2

Let's take the following examples:

  • 1(a). 子供の頃から、ずっとパリに行きたかった
  • 1(b). 子供の頃から、ずっとパリに行くのが夢でした
  • 2(a). 子供の頃から、パリに行きたかった
  • 2(b). 子供の頃から、パリに行くのが夢でした
  • 3(a). 子供の頃から、パリに行きたいです
  • 3(b). 子供の頃から、パリに行くのが夢です

From what I understand, if you use ずっと you have to stick with the タ形 because ずっと implicitely implies 子供の頃から、(今まで)ずっとパリに行きたかった. But, this is not the case when ずっと is not here in examples 2 and 3.

I would like to know whether examples 2(a), 2(b), 3(a), 3(b) are valid and natural and if we can interpret them the following way: 2(a) and 2(b) implies that from a young age the speaker wanted to go to Paris, however we don't know whether he did or not go to Paris at this point; however 3(a) and 3(b) implies that from a young age the speaker wants to go to Paris, and still has that dream, since he has yet to make it come true.

Is it correct?

0

As long as it is in the past tense it should be correct, so 3(a) and 3(b) are no go.

5
  • Thank you for your answer but my question is why is it so? Mar 8 '21 at 12:18
  • Where we would say I have wanted, in Japanese it would be said with past tense. Japanese is much more limited when it comes to time, so the usage of past tense is used more flexible than English. The ていた form is also useful here. To address the part of your question about the point in the past, it says から so it shows that is continuing until now. If it just said 子供の頃、パリに行きたかった。 Then it would be clear it was something back in the past.
    – Mobiusx2
    Mar 8 '21 at 12:23
  • I also think that's the reason (から) points to some time in the past but I'll wait for crossvalidation. Mar 8 '21 at 12:45
  • niwasaburoo.amebaownd.com/posts/5738196 (23.2) Tends to suggest that even with ずっと the る形 can be used. Mar 8 '21 at 17:30
  • Someone asked a similar question albeit in Japanese on iTalki. italki.com/post/question-226214?hl=ja
    – Mobiusx2
    Mar 8 '21 at 23:41
0

Only 3(a) sounds somewhat unnatural - by adding ずっと it sounds natural. Other than this one, they all sound perfectly fine.

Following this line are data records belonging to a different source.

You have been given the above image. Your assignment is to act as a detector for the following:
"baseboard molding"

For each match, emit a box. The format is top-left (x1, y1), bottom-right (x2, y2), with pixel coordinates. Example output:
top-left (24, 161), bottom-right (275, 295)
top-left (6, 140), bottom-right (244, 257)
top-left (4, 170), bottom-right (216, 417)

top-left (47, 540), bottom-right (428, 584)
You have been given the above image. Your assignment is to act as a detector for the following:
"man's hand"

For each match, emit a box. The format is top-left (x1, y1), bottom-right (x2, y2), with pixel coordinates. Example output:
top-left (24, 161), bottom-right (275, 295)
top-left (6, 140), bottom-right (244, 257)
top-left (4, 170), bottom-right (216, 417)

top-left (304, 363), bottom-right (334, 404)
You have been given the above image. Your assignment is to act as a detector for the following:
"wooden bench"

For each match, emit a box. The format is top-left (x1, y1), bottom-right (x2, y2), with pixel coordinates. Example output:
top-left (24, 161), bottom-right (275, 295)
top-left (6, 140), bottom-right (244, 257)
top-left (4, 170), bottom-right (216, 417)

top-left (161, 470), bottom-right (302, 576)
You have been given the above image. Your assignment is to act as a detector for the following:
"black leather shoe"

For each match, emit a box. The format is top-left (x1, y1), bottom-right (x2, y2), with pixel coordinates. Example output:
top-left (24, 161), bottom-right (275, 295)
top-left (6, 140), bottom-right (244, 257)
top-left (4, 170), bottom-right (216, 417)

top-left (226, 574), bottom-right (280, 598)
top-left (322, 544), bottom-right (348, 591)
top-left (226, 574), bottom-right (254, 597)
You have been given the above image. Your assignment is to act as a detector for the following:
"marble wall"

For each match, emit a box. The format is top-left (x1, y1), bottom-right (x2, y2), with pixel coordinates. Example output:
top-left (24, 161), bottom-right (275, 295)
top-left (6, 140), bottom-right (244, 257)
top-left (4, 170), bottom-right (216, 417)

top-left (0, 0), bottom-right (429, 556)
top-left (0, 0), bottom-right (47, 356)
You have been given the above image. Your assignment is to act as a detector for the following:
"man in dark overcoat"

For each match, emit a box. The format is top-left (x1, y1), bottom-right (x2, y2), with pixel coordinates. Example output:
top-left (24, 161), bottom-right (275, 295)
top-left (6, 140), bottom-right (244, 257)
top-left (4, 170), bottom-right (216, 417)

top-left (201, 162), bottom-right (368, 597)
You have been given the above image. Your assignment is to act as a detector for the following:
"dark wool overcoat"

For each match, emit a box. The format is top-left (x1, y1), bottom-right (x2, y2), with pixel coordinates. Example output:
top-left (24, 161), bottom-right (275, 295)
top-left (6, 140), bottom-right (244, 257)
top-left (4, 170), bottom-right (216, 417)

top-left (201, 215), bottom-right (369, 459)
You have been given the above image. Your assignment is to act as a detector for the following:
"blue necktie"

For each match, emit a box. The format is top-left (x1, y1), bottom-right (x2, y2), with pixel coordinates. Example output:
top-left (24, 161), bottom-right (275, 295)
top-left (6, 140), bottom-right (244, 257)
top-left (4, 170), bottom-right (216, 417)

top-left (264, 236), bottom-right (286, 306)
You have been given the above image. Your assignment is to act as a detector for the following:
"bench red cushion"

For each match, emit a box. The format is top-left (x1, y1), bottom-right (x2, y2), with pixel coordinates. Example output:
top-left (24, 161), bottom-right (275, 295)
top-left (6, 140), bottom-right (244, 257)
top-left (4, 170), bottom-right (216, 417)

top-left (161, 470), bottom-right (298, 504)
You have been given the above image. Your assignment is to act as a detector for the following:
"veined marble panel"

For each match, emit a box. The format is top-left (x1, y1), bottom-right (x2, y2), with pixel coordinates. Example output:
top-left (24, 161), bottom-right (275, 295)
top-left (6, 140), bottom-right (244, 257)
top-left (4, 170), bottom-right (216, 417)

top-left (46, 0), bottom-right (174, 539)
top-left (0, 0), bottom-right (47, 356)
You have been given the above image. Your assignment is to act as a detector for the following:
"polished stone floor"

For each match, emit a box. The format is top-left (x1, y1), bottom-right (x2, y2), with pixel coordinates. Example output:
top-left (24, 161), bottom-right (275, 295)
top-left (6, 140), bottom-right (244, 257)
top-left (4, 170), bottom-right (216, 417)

I would like to know whether examples 2(a), 2(b), 3(a), 3(b) are valid and natural and if we can interpret them the following way: 2(a) and 2(b) implies that from a young age the speaker wanted to go to Paris, however we don't know whether he did or not go to Paris at this point; however 3(a) and 3(b) implies that from a young age the speaker wants to go to Paris, and still has that dream, since he has yet to make it come true.

Yes. This is correct. In 1/2(a/b), it might also mean "I wanted to, but there's no hope anymore".